I want to empower young people to embody, through experience, powerful tools for becoming successful future citizens, and I believe that the key to achieving this goal is:
Learning Through Doing
I first discovered the phrase “learning through doing” in my work with design thinking. And it has never ceased to amaze me how my journey this year in exploring the role of design thinking to support teachers, students, businesses and the general public has paralleled my journey in exploring personal growth.
This week I ran two short design thinking workshops. One was with a group of high school graphics teachers (undertaking the Marshmallow Challenge) and the other was with our senior management team at the library.
In planning these workshops and later reflecting on them I had an insight. At the core of personal success, (through personal growth) and collective success (through design thinking), I believe there is a very simple cyclical process. It goes something like this:
- We identify a problem. We ask ourselves: what’s currently not working?

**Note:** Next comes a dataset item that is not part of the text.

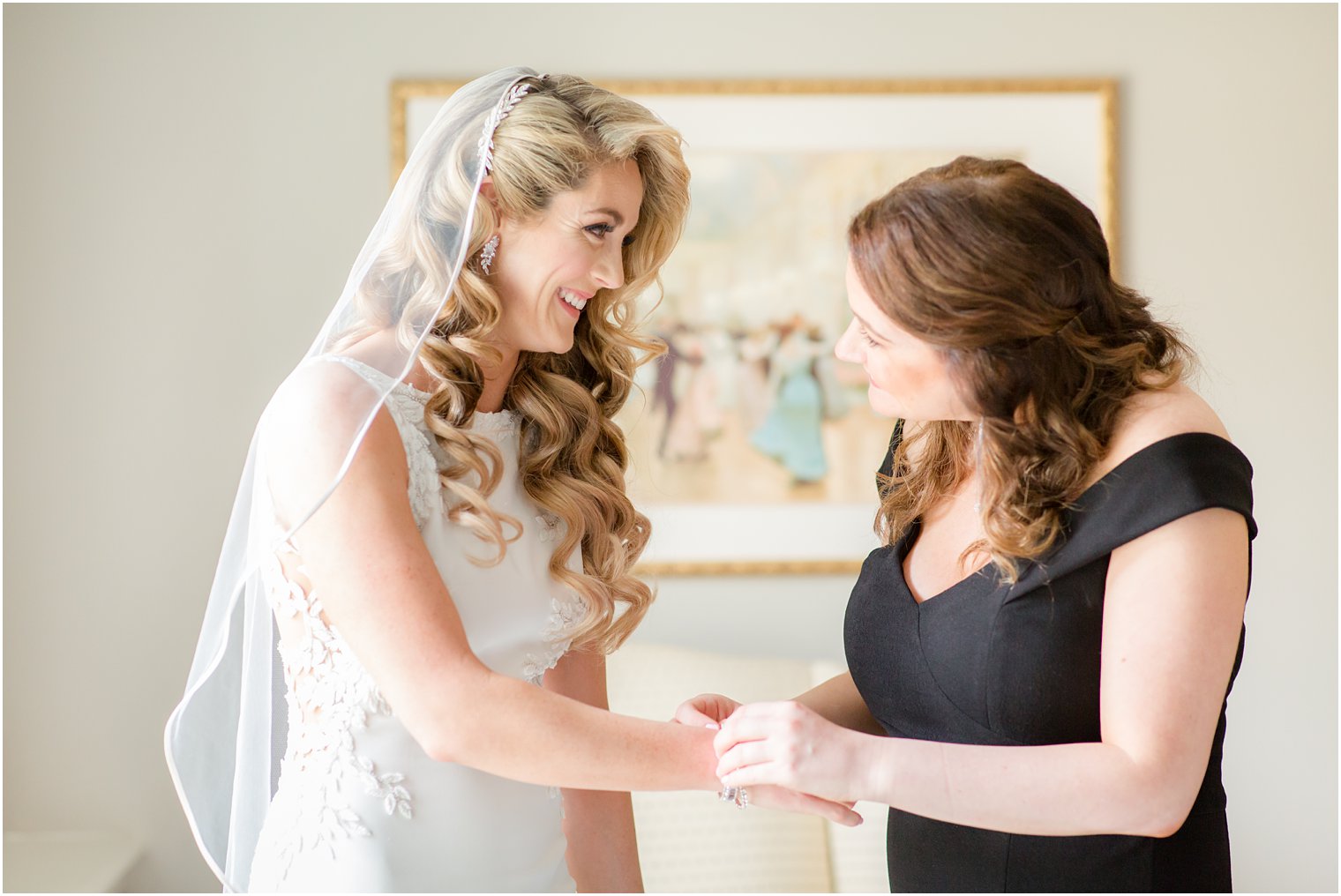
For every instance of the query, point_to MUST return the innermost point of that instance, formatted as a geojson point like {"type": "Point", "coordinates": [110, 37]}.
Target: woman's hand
{"type": "Point", "coordinates": [786, 800]}
{"type": "Point", "coordinates": [793, 746]}
{"type": "Point", "coordinates": [706, 710]}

- We turn this problem into an opportunity. We shift our mindset from pessimism, to realism to optimism. We imagine an ideal future, where this problem no longer exists and we start to think in terms of possibilities.
- We take courageous action in the direction of the ideal future. We take one small step, one small calculated risk with an acceptance that this action might lead to “failure”. We are prepared to “fail” because we know that “failure” only leads to learning.
- We reflect on our experience of taking action. We ask ourselves: what did I learn and what would I do differently? With this reflection comes insight…an aha moment! Insight brings a new perspective to our current situation and suddenly we find we have grown and moved forward! When the time is right and we find ourself out of balance again, we ask ourself that same question: what’s currently not working? and we start the process all over again.
At the heart of this process, whether it’s design thinking or personal growth, is the act of taking courageous action.
As my awesome coach Vee taught me this year, courage is not the absence of fear, courage is feeling fear and acting in spite of it.
As I look forward to 2014 I can feel my intentionality pulling me toward exploring this concept of learning through doing more. Almost coincidentally, several weeks ago, around the time I was starting to really consolidate this intention, I was invited to speak at an education conference in Singapore next year. This will give me an opportunity to share what I’ve learnt and dive deeper into a few of the hypotheses I’ve built over the last couple of months:
- That when we shift our body we shift our mind
- That in engaging our body completely in the moment, we turn off the critical, judgmental and analytical part of our brain and open ourselves to greater creativity, intuition and imagination
- That the lessons we learn through experiences that engage our whole body in powerful and meaningful ways our embodied for life
I have a dream for Be Awesome that involves empowering young people through powerful experiences, with a series of tools to support them in later life.
So, I’m curious and I would love to hear your opinion on these questions:
- Think back to the most memorable educational experiences of your childhood? In what way were they connected to physical experiences in a particular space?
- If you could give an 8 year old child the gift of just one empowerment tool that would benefit them for the rest of their life what would it be?